El intento cobarde desde el poder, de repartir responsabilidades con aquellos a quienes mantienen alejados de las decisiones y definiciones de rumbos y formas que adopta la globalidad, utilizan las debilidades de las democracias y de los Estados no militarizados y financiera y económicamente debilitados, para imponer sus “lógicas de mercado” por encima de la salud y la vida de sus pueblos.


La comunicación en el contexto capitalista: el mercado de las ideas. 

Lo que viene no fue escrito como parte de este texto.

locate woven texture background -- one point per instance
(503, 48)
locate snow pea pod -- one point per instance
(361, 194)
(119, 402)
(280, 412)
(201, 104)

Las últimas dinámicas de la acumulación capitalista, y fundamentalmente la neoliberal en sus formas más recientes, han llevado a una conexión cada vez más intensa y cercana, cuando no directamente, a una coincidencia entre los grupos empresariales que controlan los medios masivos de comunicación y aquellos que controlan el núcleo duro del capitalismo financiero. Esto es resultado no sólo de la tendencia económica general hacia una cada vez mayor concentración intersectorial del capital(Ramonet: 2007), y de la necesidad cada vez mayor de gestión de la información por parte de las empresas deslocalizadas, sino que responde a la necesidad intrínseca del sistema de extender e intensificar indefinidamente los mercados. Esta tarea no es compleja mientras hay necesidades humanas concretas(materiales y abstractas) por satisfacer, o mientras existan territorios por conquistar. Pero cuando el capitalismo llegó a los lugares más recónditos del planeta y cuando las necesidades fueron satisfechas (al menos para una clase hegemónica), se necesita una potente maquinaria ideológica que renueve y produzca mercados, y que al mismo tiempo legitime las desigualdades creadas. A esto se han dedicado en las últimas décadas incontables estudios psicológicos, cuyos resultados fueron utilizados continuamente en estrategias de marketing que, por un lado aseguraron la creación de nuevos merca dos y, por otro,elevaron los márgenes de ganancia de las empresa s. Según expresa Naomi Klein (2002: 11): “El astronómico crecimiento de la riqueza y de la influencia cultural de las empresas multinacionales que se ha producido durante los últimos años tiene su origen en una idea única, y al parecer inofensiva, que los teóricos de la gestión empresarial elucubraron a mediados de la década de 1980: que las empresas de éxito deben producir ante todo marcas y no productos”.”
COMUNICACIÓN Y DEMOCRACIA. El rol de los medios en la construcción del discurso político ciudadano Diego Segovia

Los medios de comunicación se tornaron en esos instrumentos de creación de subjetividades al servicio del poder financiero y del mercado de “marcas” globalizado, dónde la información pasa a ser mercancía propiedad de los productores de contenidos y de los carteles de medios de comunicación que sostienen el negocio.

En sociedades como las nuestras, dependientes, coloniales y poco politizadas, surgen como la oposición real a cualquier intento político de carácter nacional y popular.

De como estas tensiones se vayan resolviendo en los próximos meses dependerá el éxito del gobierno o de las posiciones neoliberales en la instalación de la mal llamada “Nueva normalidad”.